La philosophie n’est pas une « école de coaching », comme je l’ai lu, et se servir, comme je l’ai souvent vu, d’arguments extraits des Stoïciens, de Spinoza, de Nietzsche, de Bergson, hors contexte, et pour faire autorité, sans exposer les failles et fragilités de ces penseurs, ce n’est pas sérieux, si l’on prétend faire autre chose que de l’ornementation philosophique managériale.
Même si je ne souscris pas aux thèses existentialistes, et si je préfère Lucrèce, Montaigne, Freud ou Darwin, Sartre a bien montré la différence, dans « Plaidoyer pour les intellectuels ? », entre le technicien du savoir, qui opère une synthèse artificielle entre l’universalisme, l’efficience de la science et l’idéologie particulière, dominante, technicien du savoir parasite remercié par le pouvoir, et l’intellectuel, qui choisit la vérité au détriment de l’idéologie et des valeurs établies, et est donc exclu des privilèges que la classe dominante accorde. La philosophie est cette prise de risques.
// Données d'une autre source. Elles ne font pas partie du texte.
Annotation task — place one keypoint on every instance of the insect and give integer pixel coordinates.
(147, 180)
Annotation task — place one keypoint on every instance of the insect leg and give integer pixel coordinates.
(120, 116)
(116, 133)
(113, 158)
Et des grands noms, subversifs, comme Darwin, Henri Laborit, François Roustang, sans être philosophes, font œuvres de philosophie.
Quelle tristesse par exemple de constater le succès d’un Christophe André égrenant des banalités, toujours les mêmes de livre en livre, quand Russell, pourtant spécialiste de logique, propose tant de vues profondes et éclairantes dans « A la conquête du bonheur », livre accessible, sans jargon, lucide, n’omettant pas les déterminismes sociaux, économiques, le milieu, dans le difficile processus de l’épanouissement individuel.
Nous sommes donc actuellement en pleine régression, et si l’entreprise désire de la philosophie non édulcorée, si elle désire s’ouvrir à ses exigences, alors, passant de Lucrèce à Montaigne, de Schopenhauer à Freud, De Darwin à Michel Serres, de Hume à Russell, de Thoreau à Lin Yutang, alors nous serons vraiment profitables, utiles. Si la philosophie est réduite à un package managérial qui lui ôte toute sa substance, tous ses doutes, sa puissance, alors elle ne sert à rien. Ce n’est plus de la philosophie.